A personal relationship can be hard to define – the bonds you form with those closest to you are unique to you. It’s an emotional connection formed by the experiences shared, and feelings of love, trust and companionship.
You may be part of a small or large family, and have friends who are part of your close relationship network.
If you have a partner, then they may be a key part of your day to day life too, sharing the world you live in, and experiencing similar distress when cancer is diagnosed.

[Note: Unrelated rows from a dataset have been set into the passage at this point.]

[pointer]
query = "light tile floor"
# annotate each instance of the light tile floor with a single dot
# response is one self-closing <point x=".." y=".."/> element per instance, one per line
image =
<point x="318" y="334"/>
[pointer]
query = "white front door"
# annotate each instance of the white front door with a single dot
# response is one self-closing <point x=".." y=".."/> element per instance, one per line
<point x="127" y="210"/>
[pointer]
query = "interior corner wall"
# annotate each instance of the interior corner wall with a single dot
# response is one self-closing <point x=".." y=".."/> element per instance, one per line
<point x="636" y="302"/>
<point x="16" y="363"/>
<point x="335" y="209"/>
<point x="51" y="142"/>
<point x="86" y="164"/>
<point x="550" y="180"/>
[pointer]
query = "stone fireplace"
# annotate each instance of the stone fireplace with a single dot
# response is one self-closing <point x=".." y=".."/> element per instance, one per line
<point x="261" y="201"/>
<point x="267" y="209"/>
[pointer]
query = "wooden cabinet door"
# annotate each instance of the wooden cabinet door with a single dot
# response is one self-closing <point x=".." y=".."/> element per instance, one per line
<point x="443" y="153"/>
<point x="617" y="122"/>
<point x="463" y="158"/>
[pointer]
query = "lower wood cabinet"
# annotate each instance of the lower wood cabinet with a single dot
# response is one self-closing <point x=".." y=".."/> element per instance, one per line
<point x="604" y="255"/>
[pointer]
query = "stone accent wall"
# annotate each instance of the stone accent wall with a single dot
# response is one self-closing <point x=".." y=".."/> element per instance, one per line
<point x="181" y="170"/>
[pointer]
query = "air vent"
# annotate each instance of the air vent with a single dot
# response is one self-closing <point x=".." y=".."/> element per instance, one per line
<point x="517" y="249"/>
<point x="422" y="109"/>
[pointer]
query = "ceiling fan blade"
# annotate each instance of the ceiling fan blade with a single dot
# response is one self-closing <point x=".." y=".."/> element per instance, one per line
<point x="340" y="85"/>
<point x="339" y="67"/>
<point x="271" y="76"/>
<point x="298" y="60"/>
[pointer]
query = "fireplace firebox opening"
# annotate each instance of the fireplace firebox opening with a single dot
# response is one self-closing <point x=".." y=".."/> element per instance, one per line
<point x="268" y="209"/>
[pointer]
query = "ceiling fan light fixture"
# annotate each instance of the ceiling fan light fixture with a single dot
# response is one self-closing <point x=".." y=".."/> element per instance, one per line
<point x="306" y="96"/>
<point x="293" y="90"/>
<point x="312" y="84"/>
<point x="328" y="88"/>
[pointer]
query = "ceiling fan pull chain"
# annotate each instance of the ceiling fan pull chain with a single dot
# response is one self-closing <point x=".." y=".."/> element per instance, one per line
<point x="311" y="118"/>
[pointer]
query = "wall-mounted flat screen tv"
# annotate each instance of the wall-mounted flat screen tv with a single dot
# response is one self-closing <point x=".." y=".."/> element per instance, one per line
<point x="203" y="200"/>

It is often at times of crisis that relationships are truly tested. No-one knows how resilient they will be when facing cancer. It’s natural to feel scared about what the future holds, and couples and families often try to protect each other from the emotional turmoil they’re experiencing.
Stress levels can build up, as normal daily routines are turned upside down by appointments, tests and treatments. You may be aware of roles changing - the person who is usually strong, may be having to rely on others more. Relationships can sometimes feel more like carer/patient, than an equal partnership.
The effect of treatments and the cancer, can also affect confidence levels.
Tiredness, and other side effects may mean that a physical, intimate relationship is less of a priority - particularly for the person with cancer. This can sometimes lead to feelings of rejection and loss of sexual confidence.
Children, whatever age they are, will also be affected by what is happening. It may be tempting to protect them from seeing how you feel, but they may be keen to be included in day to day events.
Friendships can sometimes feel tested when you have cancer. Good friends will rally round, offer help and support, and be there for both the good and bad days. Other friends sometimes don’t know how to handle the situation, and may withdraw.
Personal relationship changes
Personal relationships may change during cancer and its treatments, and there can be grieving for the way things were. Many couples find their relationship strengthens as they face the situation together. Sometimes, relationships fail, as couples struggle with the stress of living with cancer.
Being aware of some of the potential problems can help – as well as knowing where to get additional support.